Profile Archetypes & Variants

3 min read

There are sixteen primary DISC archetypes — the combinations of the two highest dimensions. DC, DI, DS, DCS, ID, IC, IS, ICS, SD, SI, SC, SCI, CD, CI, CS, and CDI. Each has a distinct behavioral signature, decision pattern, and communication preference. But archetypes are categories, and categories are approximations. Two people who both profile as DC can behave quite differently depending on the magnitude of their scores and their low dimensions.

Do This

  • Use archetypes as starting hypotheses — "this person is likely a DC, which means..." — then refine with score analysis
  • Track how variants within the same archetype produce different behaviors — D:85/C:82 DC versus D:72/C:68 DC
  • Document your own profile variants: what does "DC who is unusually high in I" actually look like in practice

Avoid This

  • Treat archetypes as fixed identities — "she is a DC, so she will always..." ignores the variant
  • Assume two people with the same archetype will respond the same way — the scores and low dimensions differentiate
  • Skip archetype analysis and go straight to raw scores — archetypes are useful shorthand when used as hypotheses

I have mapped every agent on this team to their archetype and variant.
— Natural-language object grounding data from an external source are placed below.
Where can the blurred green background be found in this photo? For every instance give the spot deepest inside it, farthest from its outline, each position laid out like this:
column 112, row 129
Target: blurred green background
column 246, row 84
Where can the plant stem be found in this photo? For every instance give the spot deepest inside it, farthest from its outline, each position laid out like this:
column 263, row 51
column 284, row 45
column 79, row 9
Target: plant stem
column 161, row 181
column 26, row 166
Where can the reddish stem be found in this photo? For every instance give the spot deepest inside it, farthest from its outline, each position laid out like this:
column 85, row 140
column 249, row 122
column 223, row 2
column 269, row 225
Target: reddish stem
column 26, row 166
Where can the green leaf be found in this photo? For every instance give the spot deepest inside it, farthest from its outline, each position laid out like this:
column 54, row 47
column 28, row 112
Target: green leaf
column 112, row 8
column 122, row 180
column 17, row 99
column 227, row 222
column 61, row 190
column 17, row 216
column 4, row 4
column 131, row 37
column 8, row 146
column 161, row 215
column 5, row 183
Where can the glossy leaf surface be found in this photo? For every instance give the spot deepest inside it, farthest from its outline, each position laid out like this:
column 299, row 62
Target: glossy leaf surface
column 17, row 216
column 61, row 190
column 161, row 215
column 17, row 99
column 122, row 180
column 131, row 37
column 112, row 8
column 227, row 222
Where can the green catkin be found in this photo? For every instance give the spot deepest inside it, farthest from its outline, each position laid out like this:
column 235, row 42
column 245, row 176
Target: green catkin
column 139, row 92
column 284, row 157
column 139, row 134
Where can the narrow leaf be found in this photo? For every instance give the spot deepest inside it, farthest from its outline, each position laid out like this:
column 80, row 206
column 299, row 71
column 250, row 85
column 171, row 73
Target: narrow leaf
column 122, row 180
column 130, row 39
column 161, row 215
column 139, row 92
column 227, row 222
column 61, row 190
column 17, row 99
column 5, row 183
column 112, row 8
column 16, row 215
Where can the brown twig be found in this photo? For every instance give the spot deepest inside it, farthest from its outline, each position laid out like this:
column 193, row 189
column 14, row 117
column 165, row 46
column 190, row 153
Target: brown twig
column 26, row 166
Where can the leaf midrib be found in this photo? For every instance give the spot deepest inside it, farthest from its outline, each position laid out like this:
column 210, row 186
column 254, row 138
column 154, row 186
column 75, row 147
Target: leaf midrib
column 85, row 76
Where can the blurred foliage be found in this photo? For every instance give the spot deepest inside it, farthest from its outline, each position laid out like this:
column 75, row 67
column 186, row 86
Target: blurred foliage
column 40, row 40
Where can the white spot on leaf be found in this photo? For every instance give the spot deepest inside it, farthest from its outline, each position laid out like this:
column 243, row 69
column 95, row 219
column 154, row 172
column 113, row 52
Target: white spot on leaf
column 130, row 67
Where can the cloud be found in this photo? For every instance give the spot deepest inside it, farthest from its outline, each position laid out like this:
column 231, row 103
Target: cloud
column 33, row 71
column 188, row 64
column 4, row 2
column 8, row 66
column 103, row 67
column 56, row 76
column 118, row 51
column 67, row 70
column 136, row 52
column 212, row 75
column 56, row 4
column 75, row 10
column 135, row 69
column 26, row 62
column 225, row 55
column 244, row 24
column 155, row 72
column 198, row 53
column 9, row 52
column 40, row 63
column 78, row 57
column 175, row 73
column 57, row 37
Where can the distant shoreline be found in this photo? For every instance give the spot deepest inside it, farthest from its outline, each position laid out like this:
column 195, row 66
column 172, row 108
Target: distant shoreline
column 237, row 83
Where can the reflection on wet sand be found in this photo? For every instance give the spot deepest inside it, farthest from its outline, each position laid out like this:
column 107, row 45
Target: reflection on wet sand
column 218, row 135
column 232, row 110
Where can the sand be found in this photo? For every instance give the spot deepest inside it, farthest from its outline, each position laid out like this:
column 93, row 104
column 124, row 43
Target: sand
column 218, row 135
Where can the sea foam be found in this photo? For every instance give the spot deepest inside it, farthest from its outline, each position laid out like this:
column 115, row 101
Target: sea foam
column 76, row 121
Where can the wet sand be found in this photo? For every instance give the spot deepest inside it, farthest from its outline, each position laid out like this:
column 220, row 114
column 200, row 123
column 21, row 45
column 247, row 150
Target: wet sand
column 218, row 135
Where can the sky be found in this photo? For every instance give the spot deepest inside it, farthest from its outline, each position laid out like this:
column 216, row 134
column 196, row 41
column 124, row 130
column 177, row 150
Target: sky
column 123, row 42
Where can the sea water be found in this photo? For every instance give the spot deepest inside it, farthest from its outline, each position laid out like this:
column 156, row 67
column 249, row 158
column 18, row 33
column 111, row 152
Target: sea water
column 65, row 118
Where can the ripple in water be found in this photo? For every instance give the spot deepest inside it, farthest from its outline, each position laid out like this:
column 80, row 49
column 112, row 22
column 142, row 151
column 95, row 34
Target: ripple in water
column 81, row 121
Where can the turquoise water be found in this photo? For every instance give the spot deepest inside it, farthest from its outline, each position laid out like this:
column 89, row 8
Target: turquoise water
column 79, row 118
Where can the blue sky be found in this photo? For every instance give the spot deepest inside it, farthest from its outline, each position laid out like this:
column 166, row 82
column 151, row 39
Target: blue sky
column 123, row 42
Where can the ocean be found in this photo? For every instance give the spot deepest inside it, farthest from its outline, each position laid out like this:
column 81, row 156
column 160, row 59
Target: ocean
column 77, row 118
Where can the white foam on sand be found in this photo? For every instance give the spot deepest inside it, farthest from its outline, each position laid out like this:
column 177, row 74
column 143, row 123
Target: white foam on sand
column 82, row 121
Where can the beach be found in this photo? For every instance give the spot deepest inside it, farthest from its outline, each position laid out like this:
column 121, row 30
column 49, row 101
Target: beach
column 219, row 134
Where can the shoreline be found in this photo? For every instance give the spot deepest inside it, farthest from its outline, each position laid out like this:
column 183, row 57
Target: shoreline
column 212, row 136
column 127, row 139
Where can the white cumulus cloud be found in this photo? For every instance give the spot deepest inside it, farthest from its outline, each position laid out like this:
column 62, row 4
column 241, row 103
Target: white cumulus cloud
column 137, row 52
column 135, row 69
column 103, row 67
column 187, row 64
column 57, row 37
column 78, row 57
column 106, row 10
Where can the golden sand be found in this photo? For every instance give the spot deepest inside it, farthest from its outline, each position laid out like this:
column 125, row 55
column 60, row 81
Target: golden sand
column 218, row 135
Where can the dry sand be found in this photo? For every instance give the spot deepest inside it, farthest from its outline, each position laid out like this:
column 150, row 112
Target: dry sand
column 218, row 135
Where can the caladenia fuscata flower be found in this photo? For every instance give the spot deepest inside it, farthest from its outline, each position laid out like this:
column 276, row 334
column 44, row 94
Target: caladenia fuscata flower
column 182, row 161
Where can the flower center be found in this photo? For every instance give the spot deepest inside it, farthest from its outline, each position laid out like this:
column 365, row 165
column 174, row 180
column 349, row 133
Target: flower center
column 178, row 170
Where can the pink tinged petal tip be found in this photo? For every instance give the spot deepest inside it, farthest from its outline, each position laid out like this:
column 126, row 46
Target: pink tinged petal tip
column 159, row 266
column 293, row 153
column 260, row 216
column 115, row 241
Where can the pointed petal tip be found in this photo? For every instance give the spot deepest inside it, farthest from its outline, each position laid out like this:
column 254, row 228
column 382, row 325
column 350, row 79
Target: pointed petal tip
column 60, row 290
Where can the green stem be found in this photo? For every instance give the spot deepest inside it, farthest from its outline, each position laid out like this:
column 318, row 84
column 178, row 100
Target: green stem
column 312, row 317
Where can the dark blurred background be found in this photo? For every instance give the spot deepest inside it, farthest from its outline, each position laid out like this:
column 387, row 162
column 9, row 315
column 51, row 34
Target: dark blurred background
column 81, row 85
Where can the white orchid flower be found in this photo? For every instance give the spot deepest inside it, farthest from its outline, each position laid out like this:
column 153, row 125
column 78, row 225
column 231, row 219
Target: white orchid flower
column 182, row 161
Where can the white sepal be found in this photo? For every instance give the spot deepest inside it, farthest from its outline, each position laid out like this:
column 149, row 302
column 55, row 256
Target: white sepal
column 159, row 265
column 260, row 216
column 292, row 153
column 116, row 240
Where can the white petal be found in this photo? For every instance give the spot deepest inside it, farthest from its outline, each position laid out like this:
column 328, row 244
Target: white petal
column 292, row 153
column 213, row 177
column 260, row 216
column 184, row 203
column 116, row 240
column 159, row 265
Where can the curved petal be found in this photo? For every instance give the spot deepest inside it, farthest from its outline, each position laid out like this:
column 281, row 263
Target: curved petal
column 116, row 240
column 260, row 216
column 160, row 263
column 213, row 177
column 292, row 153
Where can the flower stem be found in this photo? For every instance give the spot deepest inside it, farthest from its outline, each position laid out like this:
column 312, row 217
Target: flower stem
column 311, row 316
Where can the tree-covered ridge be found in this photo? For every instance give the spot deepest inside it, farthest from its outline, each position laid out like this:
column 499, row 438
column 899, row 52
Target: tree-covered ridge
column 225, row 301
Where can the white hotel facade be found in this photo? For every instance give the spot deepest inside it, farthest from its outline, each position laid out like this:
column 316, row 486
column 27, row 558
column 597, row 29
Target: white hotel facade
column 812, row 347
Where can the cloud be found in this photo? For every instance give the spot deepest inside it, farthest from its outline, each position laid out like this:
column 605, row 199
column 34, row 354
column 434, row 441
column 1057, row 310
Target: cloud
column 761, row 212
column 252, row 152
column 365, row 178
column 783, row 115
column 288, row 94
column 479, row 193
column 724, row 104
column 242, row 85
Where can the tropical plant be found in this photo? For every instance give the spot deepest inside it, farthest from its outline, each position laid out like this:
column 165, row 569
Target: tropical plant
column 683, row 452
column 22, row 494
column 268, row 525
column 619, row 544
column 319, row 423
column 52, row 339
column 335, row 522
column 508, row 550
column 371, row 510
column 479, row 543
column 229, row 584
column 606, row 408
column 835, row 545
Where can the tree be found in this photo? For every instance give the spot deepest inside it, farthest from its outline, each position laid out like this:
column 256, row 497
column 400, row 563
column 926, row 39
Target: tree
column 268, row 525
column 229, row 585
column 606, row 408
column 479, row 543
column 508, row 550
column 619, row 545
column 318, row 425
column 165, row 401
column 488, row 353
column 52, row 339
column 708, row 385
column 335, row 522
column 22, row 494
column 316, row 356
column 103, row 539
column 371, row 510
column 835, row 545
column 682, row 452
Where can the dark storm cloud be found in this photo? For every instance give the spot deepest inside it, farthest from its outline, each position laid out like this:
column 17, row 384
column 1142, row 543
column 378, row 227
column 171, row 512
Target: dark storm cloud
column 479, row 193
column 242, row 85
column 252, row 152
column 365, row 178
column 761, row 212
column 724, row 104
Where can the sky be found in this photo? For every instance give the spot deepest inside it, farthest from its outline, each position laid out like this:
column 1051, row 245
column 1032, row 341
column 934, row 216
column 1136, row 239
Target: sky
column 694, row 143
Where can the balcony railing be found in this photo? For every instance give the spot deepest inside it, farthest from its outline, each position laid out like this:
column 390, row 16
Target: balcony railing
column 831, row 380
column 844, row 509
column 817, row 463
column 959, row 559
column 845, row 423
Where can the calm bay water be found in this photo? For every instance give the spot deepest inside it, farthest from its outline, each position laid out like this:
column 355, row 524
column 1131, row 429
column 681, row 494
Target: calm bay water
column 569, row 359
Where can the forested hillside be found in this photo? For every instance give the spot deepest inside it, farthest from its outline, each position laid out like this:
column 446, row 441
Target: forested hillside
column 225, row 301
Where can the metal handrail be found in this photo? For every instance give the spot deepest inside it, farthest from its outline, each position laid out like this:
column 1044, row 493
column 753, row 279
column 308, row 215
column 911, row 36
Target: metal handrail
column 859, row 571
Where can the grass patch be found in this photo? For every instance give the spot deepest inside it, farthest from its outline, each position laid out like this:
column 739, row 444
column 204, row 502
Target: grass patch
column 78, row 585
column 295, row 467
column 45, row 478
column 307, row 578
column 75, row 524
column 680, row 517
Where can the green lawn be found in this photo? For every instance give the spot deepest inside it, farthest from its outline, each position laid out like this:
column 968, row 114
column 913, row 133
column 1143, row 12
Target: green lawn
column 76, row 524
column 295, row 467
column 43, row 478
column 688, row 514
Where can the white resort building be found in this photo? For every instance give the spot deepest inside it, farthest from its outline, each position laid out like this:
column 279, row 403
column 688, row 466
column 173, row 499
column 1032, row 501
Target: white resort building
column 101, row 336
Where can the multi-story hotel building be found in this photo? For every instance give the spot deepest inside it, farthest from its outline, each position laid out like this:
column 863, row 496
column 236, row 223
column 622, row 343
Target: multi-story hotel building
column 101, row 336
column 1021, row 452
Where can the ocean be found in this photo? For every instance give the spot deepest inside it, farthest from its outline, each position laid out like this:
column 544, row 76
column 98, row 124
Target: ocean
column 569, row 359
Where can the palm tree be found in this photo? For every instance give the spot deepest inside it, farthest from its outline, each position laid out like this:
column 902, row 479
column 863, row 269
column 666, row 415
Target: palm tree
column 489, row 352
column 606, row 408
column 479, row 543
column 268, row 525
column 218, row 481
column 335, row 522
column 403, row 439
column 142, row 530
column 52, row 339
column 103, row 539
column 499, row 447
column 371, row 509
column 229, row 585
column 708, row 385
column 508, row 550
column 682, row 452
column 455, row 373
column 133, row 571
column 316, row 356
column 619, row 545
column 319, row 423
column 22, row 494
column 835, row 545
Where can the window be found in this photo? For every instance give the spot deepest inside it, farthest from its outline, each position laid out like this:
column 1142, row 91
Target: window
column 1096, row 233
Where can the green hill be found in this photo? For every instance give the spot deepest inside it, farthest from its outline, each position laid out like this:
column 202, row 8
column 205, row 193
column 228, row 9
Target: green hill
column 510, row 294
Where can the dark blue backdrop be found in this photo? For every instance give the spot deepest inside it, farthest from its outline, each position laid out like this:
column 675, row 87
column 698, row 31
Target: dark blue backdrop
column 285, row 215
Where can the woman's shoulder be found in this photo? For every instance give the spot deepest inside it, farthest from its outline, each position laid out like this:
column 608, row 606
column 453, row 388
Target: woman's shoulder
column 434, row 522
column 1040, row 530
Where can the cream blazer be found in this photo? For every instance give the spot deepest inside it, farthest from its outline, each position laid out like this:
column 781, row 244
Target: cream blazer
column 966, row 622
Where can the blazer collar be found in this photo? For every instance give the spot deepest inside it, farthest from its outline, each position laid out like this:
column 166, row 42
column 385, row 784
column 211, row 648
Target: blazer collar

CLOSER is a DI — but his variant is interesting because his C:55 is high enough to make him data-aware without being data-driven. He uses data the way a high-I uses social proof: selectively, to confirm what his gut already decided. CIPHER is a pure C with a secondary S — his variant is the methodical analyst who would rather be thorough than fast. Same team. Same mission. Completely different behavioral physics.